The Talos Principle

Platform
PC
Released
2014
Reviewed
31 Mar 2026
Rated
★★★☆☆
Progress
finished, 100% (did have to use a guide for a couple stars)

Strong 3D real-time puzzler that goes on maybe a bit too long. The tetromino puzzles come out of left-field and range from busywork to extremely annoying; the star puzzles are mostly great exercises in lateral thinking but occasionally (star A2 comes to mind) stray into bullshit territory, which would be fine if you didn't need to find 100% of them to access all the regular puzzles in the game. In any case, one of the game's greatest strengths and weaknesses is that you play with a first-person perspective from inside the puzzles, pushing game-pieces back and forth like an ant in the nest while trying to hold the shape of the whole level in your head. If you had a bird's-eye view and could move your tools in the blink of an eye the game wouldn't have been as fun, but later puzzles sometimes devolve into tedious marathons where making a single mistake means you have to (literally) re-run a minute of setup because you put one thing in a slightly-wrong position.
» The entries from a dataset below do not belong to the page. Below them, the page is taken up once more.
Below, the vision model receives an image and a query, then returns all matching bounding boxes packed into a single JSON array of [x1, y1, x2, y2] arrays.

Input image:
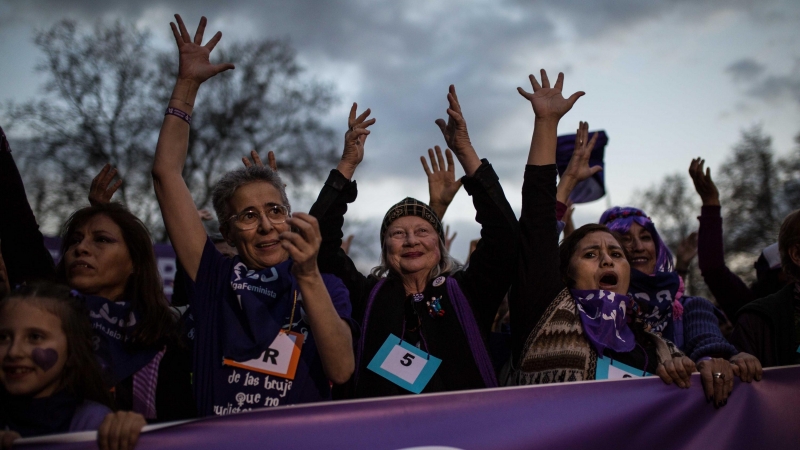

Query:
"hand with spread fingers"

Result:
[[689, 158, 719, 206], [97, 411, 147, 450], [336, 103, 375, 179], [419, 145, 461, 220], [279, 213, 322, 277], [656, 356, 696, 389], [436, 84, 481, 177], [556, 122, 603, 204], [697, 358, 739, 408], [517, 69, 585, 120], [730, 352, 764, 383], [89, 164, 122, 206], [169, 14, 234, 85]]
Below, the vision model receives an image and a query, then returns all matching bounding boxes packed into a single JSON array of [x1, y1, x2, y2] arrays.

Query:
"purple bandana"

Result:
[[570, 289, 636, 354]]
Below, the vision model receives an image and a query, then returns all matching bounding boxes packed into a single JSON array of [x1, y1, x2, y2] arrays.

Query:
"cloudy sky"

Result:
[[0, 0, 800, 258]]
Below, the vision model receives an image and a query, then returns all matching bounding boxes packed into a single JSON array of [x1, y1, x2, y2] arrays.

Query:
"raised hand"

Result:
[[89, 164, 122, 206], [656, 356, 696, 389], [169, 14, 234, 85], [517, 69, 586, 120], [97, 411, 147, 450], [436, 84, 481, 177], [419, 145, 461, 220], [697, 358, 738, 408], [336, 103, 375, 179], [341, 234, 355, 255], [730, 352, 764, 383], [279, 212, 322, 277], [556, 122, 603, 204], [689, 158, 719, 206]]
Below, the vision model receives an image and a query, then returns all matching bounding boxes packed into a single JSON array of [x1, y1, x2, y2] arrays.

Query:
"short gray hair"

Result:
[[211, 166, 292, 227], [370, 237, 464, 280]]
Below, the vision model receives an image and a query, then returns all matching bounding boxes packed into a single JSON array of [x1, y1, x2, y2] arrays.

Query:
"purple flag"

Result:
[[18, 366, 800, 450], [556, 130, 608, 203]]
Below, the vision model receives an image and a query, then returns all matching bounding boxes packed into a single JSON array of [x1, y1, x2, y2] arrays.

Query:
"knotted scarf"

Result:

The story's underdone for what they're trying to do (unsurprising given how late in development the writers were apparently brought on) but I do find it funny that a dying humanity casts their hope into the future in the form of trapping primitive AIs in a diegetic Unreal Engine asset flip accidentally cross-pollinated with The Final Wikipedia curated by another AI who tries to humanise you by smugly teaching you Philosophy 101. Personally, the humanist and materialist optimisms were more engaging than the free will/determinism and consciousness stuff that was saddled with the fatal flaw of asking you, the player, basic multiple-choice questions about complex issues that need nuanced answers and then smugly telling you your answer didn't cover every angle. That'd work more if there was more of a role-playing angle or the viewpoint character had any… character, but there isn't and they don't.